Abstract

Conventional controlled trials employ randomization and blinding to ensure the balance of baseline covariates between study arms. Treatment effect is formally tested via a pre-specified hypothesis reflecting trial’s primary objective defined by the primary efficacy endpoint, such as, is experimental treatment effective in slowing cognitive decline at a pre-specified landmark time in a neurologic therapeutic development? To address the same clinical question, but, as a safety endpoint in an observational study post radiopharmaceutical imaging drug approval due to concerns of radiation retention in the brain after accumulated real-world use over time, the targeted minimum loss-based estimation (TMLE) method has been suggested. Overall, for a longitudinal control-matched cohort study, assessing treatment effect (efficacy or safety) in the presence of missingness can be very challenging, which depends also on trial duration and missingness pattern of outcome data between study arms. TMLE is a two-step procedure to estimate a target parameter and has been shown to be doubly robust. The objectives of our research are a few folds. First, we investigate the performance of the TMLE method using longitudinal structure (LTMLE) in a prospective control-matched longitudinal cohort study.

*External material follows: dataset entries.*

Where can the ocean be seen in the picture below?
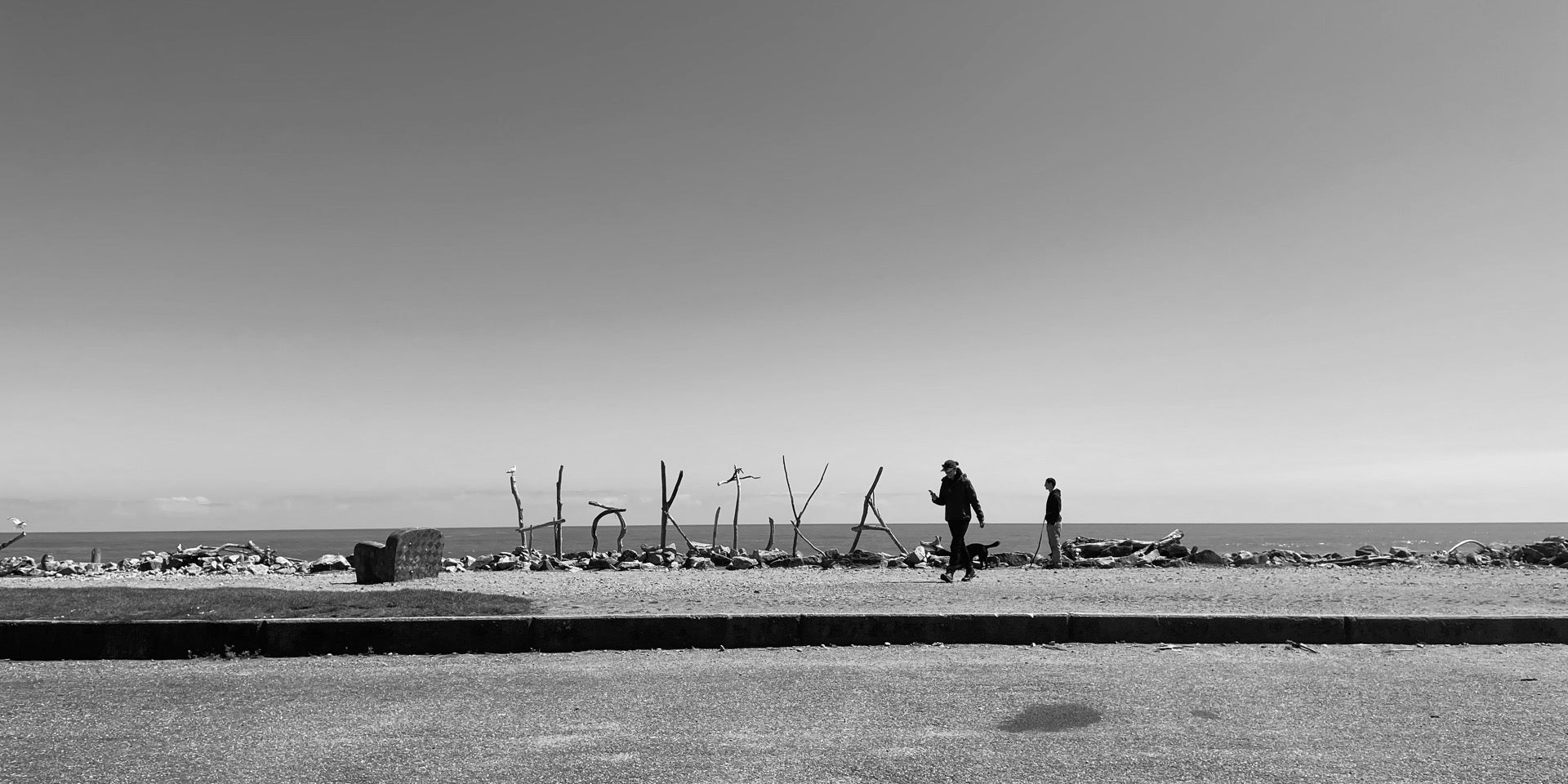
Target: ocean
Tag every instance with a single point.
(1222, 537)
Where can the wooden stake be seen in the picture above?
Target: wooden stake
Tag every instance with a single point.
(734, 523)
(559, 518)
(511, 475)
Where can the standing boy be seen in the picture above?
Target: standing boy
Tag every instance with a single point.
(1054, 521)
(959, 496)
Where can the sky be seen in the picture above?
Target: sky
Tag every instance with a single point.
(295, 264)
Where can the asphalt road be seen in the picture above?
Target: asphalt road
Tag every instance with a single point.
(905, 714)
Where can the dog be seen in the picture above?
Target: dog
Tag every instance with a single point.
(980, 554)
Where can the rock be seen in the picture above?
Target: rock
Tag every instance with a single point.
(770, 557)
(1209, 557)
(328, 564)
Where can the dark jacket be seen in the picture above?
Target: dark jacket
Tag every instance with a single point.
(959, 494)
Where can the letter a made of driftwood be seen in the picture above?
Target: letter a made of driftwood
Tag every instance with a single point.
(794, 548)
(559, 519)
(595, 529)
(869, 506)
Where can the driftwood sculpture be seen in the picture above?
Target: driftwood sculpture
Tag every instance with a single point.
(511, 477)
(734, 523)
(666, 501)
(869, 506)
(559, 519)
(794, 548)
(595, 529)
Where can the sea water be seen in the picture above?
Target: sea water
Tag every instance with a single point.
(1220, 537)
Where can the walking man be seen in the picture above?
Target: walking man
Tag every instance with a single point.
(959, 496)
(1053, 521)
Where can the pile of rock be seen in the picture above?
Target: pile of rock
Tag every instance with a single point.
(229, 559)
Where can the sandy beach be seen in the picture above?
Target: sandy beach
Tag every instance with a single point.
(1385, 590)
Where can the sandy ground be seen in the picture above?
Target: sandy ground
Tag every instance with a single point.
(1385, 590)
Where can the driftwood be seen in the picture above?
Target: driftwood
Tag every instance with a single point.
(1120, 548)
(869, 506)
(511, 477)
(559, 519)
(734, 523)
(666, 501)
(800, 537)
(595, 529)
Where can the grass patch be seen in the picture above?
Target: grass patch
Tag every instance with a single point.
(235, 604)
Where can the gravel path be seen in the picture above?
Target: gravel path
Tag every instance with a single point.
(1387, 590)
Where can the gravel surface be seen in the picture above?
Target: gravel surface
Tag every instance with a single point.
(899, 714)
(1387, 590)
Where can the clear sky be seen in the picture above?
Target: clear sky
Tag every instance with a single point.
(300, 264)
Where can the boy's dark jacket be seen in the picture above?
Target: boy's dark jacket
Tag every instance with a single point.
(959, 494)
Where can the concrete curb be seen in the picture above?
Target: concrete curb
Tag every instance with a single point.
(56, 640)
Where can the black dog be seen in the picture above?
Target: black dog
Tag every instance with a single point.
(980, 554)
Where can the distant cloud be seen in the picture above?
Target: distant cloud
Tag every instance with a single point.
(185, 504)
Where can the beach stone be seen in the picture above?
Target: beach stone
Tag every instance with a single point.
(328, 564)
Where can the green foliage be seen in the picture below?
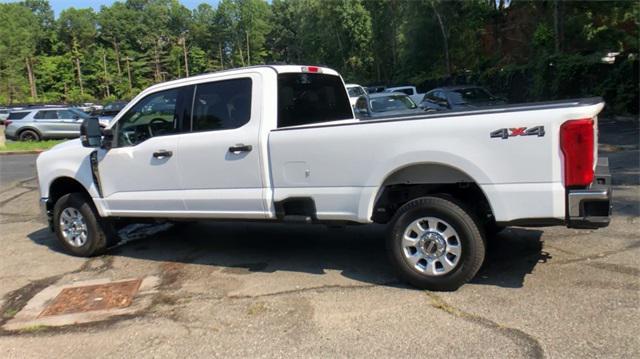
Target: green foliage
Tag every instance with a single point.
(524, 50)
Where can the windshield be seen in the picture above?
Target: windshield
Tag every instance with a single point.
(80, 113)
(356, 91)
(471, 94)
(392, 103)
(112, 109)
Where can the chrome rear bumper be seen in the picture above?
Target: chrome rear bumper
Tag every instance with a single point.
(590, 208)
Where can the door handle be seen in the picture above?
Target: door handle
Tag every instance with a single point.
(160, 154)
(240, 148)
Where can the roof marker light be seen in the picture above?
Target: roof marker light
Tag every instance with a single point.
(312, 69)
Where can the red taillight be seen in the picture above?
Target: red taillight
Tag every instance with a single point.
(576, 142)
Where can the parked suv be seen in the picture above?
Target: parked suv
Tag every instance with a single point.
(36, 124)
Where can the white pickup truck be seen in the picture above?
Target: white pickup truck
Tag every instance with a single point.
(281, 143)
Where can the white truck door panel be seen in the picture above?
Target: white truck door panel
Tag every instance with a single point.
(139, 175)
(133, 179)
(220, 162)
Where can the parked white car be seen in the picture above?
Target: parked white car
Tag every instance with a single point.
(280, 143)
(411, 91)
(355, 91)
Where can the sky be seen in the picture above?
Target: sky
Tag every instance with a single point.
(59, 5)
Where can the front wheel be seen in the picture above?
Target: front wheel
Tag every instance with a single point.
(79, 228)
(436, 244)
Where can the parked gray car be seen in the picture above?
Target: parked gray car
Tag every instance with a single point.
(384, 104)
(35, 124)
(459, 98)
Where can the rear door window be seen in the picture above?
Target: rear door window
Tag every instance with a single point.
(305, 98)
(222, 105)
(66, 114)
(17, 115)
(407, 90)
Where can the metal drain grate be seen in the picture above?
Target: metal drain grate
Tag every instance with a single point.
(93, 297)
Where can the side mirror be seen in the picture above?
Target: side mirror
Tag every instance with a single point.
(90, 132)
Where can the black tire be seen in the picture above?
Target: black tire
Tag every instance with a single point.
(29, 135)
(470, 238)
(99, 232)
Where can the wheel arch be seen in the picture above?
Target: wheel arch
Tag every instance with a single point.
(426, 178)
(64, 185)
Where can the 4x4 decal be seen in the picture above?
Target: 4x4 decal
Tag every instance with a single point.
(505, 133)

Second, we evaluate the performance of LTMLE and a few methods that are often proposed in regulatory submissions for longitudinal data analysis or in the presence of missing data with various missing data mechanisms. Third, we assess the impacts of various missing data mechanisms to treatment effect estimation via extensive simulation studies. Finally, we discuss the results of the simulation studies and their implications to conducting a feasible real-world control-matched longitudinal cohort study.